Why are so many giants of AI getting GPTs so badly wrong?

Introduction

Fergal Reid
9 min readMay 22

--

Some big names in AI (e.g. Yann LeCun, Rodney Brooks, Noam Chomsky) are seriously underestimating the capabilities of large language models.

As evidence, I present specific examples I’ve generated using GPT-4, increasing in sophistication.

The examples take time to read, and its OK to skim them; but I think specific examples are the best way to counter some very sweeping claims.

The underestimating I’m seeing doesn’t reassure me about the AI Safety debate at all; if so many experts are getting it so wrong today, this isn’t encouraging.

Set-up

These are the comments I’m reacting to:

https://twitter.com/ylecun/status/1659642861166403590

The full quote from Brooks writing in IEEE Spectrum, that LeCun is agreeing with:

I.e.
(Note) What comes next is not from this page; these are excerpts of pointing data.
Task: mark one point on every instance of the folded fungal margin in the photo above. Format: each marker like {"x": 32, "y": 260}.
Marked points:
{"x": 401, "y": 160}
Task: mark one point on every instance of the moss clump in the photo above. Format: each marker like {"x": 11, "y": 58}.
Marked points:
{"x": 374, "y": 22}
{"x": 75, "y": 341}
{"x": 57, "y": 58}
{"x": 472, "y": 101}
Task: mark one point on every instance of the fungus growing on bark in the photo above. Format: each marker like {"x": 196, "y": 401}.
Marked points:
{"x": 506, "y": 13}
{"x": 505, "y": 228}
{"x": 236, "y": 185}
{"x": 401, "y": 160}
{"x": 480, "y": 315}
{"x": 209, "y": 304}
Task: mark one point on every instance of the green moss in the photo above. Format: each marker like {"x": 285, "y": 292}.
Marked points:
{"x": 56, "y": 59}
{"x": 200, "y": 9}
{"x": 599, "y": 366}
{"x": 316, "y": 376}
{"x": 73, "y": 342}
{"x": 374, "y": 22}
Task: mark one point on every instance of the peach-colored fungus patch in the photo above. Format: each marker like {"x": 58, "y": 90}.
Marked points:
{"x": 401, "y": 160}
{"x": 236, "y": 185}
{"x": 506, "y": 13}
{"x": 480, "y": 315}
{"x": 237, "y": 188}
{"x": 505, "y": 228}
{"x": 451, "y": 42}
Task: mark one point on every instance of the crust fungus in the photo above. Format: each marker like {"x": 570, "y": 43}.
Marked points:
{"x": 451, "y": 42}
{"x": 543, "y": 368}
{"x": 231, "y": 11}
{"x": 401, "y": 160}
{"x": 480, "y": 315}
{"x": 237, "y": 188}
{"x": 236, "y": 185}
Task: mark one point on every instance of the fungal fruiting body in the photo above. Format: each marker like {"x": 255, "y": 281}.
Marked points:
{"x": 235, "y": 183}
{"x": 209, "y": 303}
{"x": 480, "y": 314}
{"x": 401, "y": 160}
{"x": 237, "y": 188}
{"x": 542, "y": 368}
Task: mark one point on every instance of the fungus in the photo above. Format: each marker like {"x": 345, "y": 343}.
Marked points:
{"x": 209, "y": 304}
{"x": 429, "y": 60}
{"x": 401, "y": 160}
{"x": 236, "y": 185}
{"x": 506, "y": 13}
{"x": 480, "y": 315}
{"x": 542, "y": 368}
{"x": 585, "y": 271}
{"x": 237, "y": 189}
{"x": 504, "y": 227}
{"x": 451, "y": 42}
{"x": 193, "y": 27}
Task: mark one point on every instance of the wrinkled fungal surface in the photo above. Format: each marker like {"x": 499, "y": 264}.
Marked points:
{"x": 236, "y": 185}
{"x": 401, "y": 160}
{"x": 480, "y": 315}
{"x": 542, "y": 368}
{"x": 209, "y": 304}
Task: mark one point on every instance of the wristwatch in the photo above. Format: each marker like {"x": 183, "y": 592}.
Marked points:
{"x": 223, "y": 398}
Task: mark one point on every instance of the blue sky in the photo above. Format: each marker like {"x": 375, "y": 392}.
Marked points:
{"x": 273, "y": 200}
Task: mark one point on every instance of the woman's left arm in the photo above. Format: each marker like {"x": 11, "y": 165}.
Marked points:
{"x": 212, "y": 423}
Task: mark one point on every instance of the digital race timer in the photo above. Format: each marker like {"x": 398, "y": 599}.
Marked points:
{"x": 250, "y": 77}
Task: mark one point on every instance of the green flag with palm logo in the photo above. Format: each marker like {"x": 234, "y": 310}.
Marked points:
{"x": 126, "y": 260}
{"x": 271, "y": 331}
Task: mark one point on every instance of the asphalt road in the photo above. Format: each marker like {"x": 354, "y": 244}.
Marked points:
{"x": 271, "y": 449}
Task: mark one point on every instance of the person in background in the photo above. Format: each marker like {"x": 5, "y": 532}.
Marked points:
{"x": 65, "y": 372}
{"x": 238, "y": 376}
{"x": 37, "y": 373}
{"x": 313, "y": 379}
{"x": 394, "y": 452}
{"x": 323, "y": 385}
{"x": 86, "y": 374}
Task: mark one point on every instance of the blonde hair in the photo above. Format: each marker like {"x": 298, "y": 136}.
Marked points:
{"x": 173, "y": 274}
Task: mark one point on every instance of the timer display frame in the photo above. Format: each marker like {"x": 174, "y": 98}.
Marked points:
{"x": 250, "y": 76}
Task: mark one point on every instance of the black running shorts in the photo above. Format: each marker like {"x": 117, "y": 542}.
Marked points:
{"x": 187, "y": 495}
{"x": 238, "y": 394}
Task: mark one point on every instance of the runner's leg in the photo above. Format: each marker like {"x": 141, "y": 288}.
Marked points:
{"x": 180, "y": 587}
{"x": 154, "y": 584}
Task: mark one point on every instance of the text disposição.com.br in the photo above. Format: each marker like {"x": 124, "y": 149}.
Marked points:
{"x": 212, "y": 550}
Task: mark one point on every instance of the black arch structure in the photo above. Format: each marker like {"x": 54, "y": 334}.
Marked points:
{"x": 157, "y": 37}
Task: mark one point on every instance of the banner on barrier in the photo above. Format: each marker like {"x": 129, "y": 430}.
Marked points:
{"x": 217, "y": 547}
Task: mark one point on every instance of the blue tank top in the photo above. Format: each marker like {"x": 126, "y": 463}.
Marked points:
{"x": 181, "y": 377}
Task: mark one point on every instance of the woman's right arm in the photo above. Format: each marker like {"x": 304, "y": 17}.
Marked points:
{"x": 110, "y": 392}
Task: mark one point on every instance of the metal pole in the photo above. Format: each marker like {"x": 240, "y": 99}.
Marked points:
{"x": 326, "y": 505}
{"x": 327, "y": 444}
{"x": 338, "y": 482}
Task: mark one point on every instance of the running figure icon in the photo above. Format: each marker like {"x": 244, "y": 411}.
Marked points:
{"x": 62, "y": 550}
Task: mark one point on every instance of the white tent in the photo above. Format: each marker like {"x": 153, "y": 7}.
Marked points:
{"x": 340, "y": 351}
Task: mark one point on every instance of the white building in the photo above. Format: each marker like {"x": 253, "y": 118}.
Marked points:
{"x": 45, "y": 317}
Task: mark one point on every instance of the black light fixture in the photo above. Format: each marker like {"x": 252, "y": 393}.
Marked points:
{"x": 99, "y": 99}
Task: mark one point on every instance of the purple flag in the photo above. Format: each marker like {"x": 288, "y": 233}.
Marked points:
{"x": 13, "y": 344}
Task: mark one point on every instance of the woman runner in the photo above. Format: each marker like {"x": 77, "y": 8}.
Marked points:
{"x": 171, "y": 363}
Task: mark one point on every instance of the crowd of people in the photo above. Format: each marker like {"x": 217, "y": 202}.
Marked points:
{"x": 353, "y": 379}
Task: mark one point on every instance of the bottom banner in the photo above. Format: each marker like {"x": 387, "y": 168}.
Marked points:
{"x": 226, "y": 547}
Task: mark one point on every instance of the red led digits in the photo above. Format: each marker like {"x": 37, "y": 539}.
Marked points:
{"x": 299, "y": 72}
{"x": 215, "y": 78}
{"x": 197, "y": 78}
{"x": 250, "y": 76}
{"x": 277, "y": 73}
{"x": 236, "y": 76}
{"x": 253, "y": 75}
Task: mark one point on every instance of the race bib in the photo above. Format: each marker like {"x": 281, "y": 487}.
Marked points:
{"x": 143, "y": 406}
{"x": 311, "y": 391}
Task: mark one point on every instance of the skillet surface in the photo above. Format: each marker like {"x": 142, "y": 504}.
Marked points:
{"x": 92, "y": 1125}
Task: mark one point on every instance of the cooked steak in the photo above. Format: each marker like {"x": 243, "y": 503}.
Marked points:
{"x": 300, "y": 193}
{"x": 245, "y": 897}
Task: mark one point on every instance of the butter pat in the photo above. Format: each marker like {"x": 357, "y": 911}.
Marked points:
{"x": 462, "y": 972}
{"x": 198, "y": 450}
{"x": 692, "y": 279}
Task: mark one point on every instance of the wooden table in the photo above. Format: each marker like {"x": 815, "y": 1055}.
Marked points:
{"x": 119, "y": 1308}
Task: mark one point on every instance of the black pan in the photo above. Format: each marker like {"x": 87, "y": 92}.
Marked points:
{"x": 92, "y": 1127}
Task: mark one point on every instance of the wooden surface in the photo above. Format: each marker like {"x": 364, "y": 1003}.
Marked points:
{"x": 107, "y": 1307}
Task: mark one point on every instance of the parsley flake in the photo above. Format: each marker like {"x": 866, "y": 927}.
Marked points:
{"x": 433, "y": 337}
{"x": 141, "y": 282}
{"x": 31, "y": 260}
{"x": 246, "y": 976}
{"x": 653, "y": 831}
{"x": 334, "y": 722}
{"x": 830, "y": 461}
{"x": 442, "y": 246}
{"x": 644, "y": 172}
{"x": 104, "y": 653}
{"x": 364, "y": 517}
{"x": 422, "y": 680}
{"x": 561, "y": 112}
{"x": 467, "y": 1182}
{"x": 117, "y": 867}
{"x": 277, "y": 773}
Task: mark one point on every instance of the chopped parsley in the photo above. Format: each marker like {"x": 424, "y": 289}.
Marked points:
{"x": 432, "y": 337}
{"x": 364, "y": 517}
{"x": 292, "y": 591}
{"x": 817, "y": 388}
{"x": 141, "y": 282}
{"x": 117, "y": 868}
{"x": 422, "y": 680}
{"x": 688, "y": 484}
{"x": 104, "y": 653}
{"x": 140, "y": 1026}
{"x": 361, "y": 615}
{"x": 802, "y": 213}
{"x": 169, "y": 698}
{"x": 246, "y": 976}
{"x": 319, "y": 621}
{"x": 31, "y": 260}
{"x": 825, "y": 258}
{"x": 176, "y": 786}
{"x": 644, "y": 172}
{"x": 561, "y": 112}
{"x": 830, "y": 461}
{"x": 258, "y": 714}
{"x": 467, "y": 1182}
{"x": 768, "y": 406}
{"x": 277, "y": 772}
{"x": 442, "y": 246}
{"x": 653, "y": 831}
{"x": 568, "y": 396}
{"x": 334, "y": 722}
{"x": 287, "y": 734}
LeCun and Brooks are saying LLMs don’t have any underlying world model — “its looking it up”. I.e. there’s no semantic understanding here.

Rich Sutton also seems skeptical LLMs have anything to do with intelligence:

https://twitter.com/RichardSSutton/status/1654643464959819776

i.e. that its ridiculous to think intelligence could arise from text prediction.

The general theme is that these models don’t actually understand anything about the world; that they are just regurgitating data from their training set.

Noam Chomsky et al. writing in the NYTimes also echo this (“The false promise of ChatGPT”)

Their deepest flaw is the absence of the most critical capacity of any intelligence: to say not only what is the case, what was the case and what will be the case — that’s description and prediction — but also what is not the case and what could and could not be the case. Those are the ingredients of explanation, the mark of true intelligence.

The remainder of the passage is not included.